KARACHI: The Sindh Assembly’s decision to establish a higher education commission at the provincial level met criticism from various groups that questioned the government’s intention.

With similar concerns, a former chief of the Higher Education Commission, Dr Attaur Rehman, and Pakistan Muslim League-Nawaz’s leader Marvi Memon took the Sindh government to court.

In a joint petition they have requested the Sindh High Court to restrain the establishment of the proposed commission.

Another petition challenging the establishment of the provincial higher education commission filed by Advocate Nadeem Sheikh is already pending with the high court.

On February 21, the Sindh Assembly had passed a new law - Sindh Higher Education Commission Act 2013 - to set up its own provincial body that will be given all the powers, including the authority to verify degrees awarded by any institution in the world.

In their petition, Rehman and Memon submitted that higher education was the exclusive domain of the federal legislature.



It is essential that the HEC must continue to perform its functions but the Sindh government has decided to destroy the HEC by promulgating the act, they claimed.

“The major functions of the HEC are being assigned to the Sindh HEC, in a manner that there will be no cohesion in higher education and will be done independently by separate agencies,” their lawyer, Anwar Mansoor Khan, argued.

He said that the provincial government had no authority to act contrary to the rights stated in the law and the Constitution and destroy the fundamental rights of the citizens by eliminating the role of the HEC to suit its purposes.

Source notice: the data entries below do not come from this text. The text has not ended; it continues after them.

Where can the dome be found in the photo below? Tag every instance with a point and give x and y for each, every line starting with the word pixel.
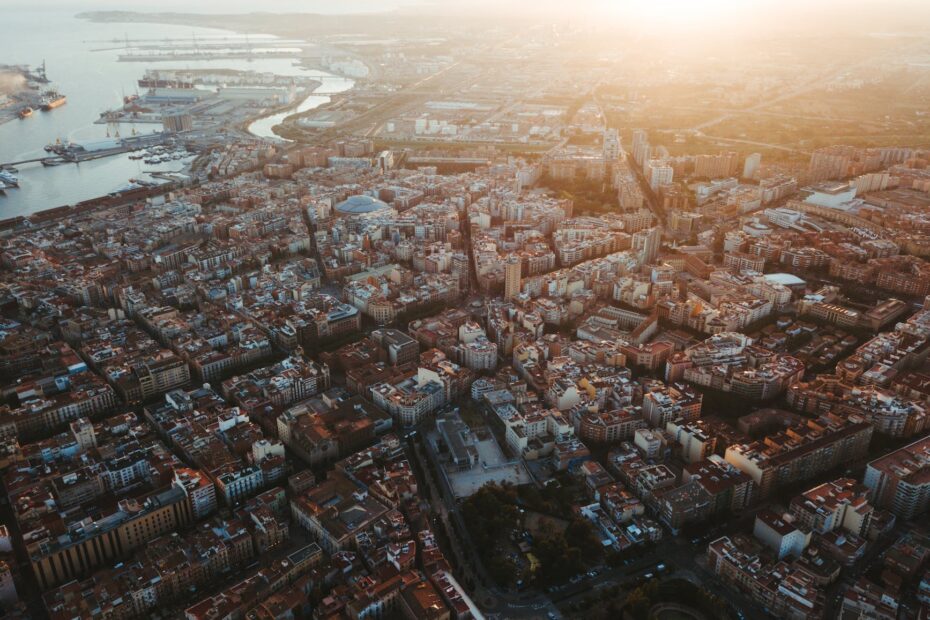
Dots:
pixel 356 205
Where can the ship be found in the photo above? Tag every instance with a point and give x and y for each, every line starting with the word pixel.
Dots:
pixel 8 179
pixel 52 100
pixel 153 79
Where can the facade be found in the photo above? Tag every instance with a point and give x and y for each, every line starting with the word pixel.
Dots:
pixel 900 481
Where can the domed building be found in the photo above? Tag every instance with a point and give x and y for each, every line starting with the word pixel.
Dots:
pixel 361 204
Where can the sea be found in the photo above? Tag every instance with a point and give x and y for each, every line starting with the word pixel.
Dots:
pixel 95 81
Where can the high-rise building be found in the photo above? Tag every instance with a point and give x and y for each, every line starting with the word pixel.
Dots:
pixel 640 146
pixel 647 243
pixel 751 165
pixel 900 480
pixel 659 173
pixel 612 147
pixel 512 275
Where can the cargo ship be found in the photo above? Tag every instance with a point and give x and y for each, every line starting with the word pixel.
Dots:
pixel 52 100
pixel 153 79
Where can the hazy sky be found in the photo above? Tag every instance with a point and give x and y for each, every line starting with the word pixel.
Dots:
pixel 690 15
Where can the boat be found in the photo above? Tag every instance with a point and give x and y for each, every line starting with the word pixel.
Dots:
pixel 53 99
pixel 8 178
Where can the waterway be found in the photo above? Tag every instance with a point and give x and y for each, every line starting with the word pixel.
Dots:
pixel 94 81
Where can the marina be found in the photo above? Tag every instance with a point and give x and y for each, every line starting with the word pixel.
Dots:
pixel 95 83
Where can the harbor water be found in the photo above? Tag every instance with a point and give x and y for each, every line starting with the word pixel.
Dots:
pixel 95 81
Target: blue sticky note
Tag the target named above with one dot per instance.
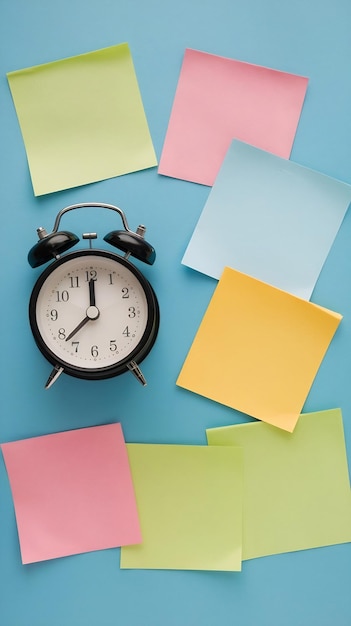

He argued that no law, which is contained in the Federal Consolidated List, can be promulgated by a province.

Rehman and Memon said that the new law was a move to avoid verification process of lawmakers’ degrees which the federal Higher Education Commission had initiated on the orders of the election commission.



He pleaded the court declare the Sindh Higher Education Commission Act 2013 as unlawful and unconstitutional.

The court was also urged to grant a stay against the establishment of any proposed commission in terms of the recently passed law.

After the initial hearing, the bench headed by Chief Justice Mushir Alam issued notices to the federal and provincial government authorities to file their comments by March 5.

Published in The Express Tribune, March 2nd, 2013.